Monday, September 6, 2010

The Water Chiller

As Dan mentioned, I had the pleasure of draining the water chiller last week. Few have worked with the water chiller and come away clean. The water pump has as much power as a small lawn mower and can move a gallon of water in 2 seconds up 100 feet, which led to a fantastic disaster scene the first time we tested it in the lab.

For the past couple months we've been refilling the water chiller at about 2 gallons per week. The system is closed, so we were sure there was a leak. We were never able to find it though because you can't open the access panel with the exposed 1.5HP finger eating fan running inside.

Once it was open for draining, I toggled the manual bypass valve to try to get some of the last liquid out of the maze of pipes inside, and found this gem:


The manual bypass valve has a 1" long 1/16"wide crack running down the length of the body, which vomits a vile mixture of antifreeze and fungus water when toggled.

The other user accessible valve I needed, naturally, is also broken:
This valve shuts off the flow to the water pump, so that you can disconnect the device you're cooling water for. It now only closes to the point of the chiller drooling like an old dog.

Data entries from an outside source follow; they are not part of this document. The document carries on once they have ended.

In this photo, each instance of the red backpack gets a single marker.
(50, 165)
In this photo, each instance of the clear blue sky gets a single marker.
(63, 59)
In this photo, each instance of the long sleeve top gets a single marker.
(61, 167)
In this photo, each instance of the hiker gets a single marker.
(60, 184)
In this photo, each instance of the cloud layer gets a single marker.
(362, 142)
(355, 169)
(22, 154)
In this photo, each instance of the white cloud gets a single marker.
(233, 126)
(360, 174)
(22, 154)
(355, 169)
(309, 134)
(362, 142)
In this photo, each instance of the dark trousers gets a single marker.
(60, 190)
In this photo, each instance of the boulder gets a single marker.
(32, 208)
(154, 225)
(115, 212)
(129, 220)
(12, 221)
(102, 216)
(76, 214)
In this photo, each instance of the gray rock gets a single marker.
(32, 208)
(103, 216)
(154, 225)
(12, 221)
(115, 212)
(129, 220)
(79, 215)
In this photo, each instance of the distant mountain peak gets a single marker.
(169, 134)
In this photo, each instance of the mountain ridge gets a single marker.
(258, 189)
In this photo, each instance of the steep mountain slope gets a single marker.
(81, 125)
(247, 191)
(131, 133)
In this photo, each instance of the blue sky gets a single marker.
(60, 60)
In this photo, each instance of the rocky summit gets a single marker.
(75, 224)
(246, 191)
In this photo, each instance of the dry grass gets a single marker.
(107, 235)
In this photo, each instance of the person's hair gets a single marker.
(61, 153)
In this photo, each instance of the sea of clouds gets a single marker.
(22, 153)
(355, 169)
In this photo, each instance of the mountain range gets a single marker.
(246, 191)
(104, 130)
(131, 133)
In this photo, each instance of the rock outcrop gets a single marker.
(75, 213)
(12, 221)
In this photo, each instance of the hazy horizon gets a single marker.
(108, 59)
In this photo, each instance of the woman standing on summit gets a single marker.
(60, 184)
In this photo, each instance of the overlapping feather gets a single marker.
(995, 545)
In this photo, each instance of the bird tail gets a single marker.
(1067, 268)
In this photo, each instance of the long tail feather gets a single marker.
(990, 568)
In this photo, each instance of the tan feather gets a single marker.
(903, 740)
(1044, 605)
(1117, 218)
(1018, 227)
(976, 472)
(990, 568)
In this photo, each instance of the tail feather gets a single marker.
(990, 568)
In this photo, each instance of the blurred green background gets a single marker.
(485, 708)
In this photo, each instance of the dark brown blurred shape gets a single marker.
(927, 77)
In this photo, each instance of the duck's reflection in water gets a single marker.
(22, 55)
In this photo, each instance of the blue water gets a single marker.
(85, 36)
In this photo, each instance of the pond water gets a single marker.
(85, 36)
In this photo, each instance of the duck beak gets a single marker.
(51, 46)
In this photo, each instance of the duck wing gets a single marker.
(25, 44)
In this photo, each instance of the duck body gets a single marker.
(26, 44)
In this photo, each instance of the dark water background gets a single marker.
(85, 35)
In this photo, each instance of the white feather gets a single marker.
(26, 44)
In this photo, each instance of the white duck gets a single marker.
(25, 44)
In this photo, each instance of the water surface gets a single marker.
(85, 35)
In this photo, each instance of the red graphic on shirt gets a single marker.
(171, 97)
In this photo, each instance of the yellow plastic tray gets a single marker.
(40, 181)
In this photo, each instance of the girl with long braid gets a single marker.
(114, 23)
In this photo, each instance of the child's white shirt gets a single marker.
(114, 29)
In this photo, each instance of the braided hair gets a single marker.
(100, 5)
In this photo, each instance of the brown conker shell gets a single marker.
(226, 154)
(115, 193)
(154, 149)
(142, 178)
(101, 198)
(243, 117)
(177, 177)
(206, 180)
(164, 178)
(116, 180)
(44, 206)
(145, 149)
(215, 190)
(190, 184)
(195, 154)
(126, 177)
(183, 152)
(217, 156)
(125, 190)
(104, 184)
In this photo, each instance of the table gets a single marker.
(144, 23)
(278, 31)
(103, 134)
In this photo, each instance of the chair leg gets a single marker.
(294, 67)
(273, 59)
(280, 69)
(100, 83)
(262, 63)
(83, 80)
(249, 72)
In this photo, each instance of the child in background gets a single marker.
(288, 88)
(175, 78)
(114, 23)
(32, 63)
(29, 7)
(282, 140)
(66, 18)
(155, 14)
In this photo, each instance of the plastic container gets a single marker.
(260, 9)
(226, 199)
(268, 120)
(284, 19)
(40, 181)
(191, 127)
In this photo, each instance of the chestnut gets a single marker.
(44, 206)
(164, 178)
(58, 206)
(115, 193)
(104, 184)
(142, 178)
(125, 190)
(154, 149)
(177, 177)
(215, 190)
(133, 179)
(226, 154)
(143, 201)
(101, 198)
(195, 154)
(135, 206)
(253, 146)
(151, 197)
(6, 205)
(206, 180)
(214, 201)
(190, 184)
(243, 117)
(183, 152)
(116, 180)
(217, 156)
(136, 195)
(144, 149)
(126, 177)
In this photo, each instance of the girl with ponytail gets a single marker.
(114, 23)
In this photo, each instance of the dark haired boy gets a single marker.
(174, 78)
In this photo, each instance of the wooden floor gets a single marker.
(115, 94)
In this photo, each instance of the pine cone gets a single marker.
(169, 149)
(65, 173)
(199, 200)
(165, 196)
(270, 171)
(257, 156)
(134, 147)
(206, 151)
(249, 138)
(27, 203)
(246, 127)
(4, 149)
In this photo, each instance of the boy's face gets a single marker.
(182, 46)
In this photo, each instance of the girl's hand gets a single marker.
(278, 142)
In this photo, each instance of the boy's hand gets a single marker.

Saturday, September 4, 2010

Almost there


Since we stopped observation on August 22nd we've been reversing our work of the past year, taking pieces off the telescope and putting our gear back into boxes. It turns to be easier to take things apart than to put them together: in under two weeks we've gone from a fully operating instrument to a bare telescope with only mirrors and servos still attached. While Dave and I have been crawling all over the telescope, Ian and Tom have been going through the storage container, packing boxes and making sense of all the junk we've accumulated. Bryan was trying to work on data analysis so we made him drain the water and antifreeze from the chiller into jugs. Today we took apart the gantry, which was the last structure we're going to take apart ourselves.

To remove the various panels we had the telescope in birdbath position for a few days, and an overnight rain left this tree stump pattern on the primary. The Vertex guys are showing up in a little more than a week to handle the dis-assembly of the major pieces with the big crane as well as final preparations for shipping. We're in good shape for their arrival so we're taking a few days off this weekend.